It was less a matter of “if” and more of “when.” Meshell Ndegeocello’s transfixing new album, No More Water: The Gospel Of James Baldwin (Blue Note), seems an inevitability when one considers her career trajectory.

Like Baldwin, the iconic Black American novelist, essayist, playwright, poet and sociopolitical commentator, Ndegeocello is one of our most fearless, intimate, enthralling and at times confrontational artists to emerge in the 20th century. As a multi-instrumentalist, songwriter, singer, bandleader and conceptualist, she’s amassed a resilient discography that started in 1993 with the release of her intoxicating debut album, Plantation Lullabies. That LP caught the zeitgeist of the then-emerging jazz-hip-hop-soul hybrid, simultaneously anticipating the neo-soul movement as she covered a waterfront of themes such as institutional racism, personal sexual conquests, romantic yearnings and the comforting ecstasy of ’70s soul music.

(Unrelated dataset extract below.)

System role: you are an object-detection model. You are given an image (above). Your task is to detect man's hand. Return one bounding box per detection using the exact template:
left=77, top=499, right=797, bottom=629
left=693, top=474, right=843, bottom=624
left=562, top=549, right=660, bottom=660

As Ndegeocello’s solo career progressed, she addressed other controversies, such as religious hypocrisy, homophobia, capitalism, unbridled carnal lust and emotional infidelity, some of which challenged the often-conservative American soul music status quo. Musically, she has proven to be just as audacious, with a restive spirit that has fueled her explorations into modern jazz, Afrobeat, reggae, electronica and undefinable pop. She’s often laced her music with spoken word excerpts and references to various literary giants such as Eldridge Cleaver, Gil Scott-Heron, Angela Davis and Dick Gregory.


The Roof, The Roof, The Roof Is On Fire …

“Do I really want to be integrated into a burning house?”

—James Baldwin, The Fire Next Time


No More Water arrived on Aug. 2, 2024, the exact day of Baldwin’s centennial. The album drops during a time when the United States is facing another contentious time. President Joe Biden dropped out of the election following a disastrous debate performance. Vice President Kamala Harris stepped in.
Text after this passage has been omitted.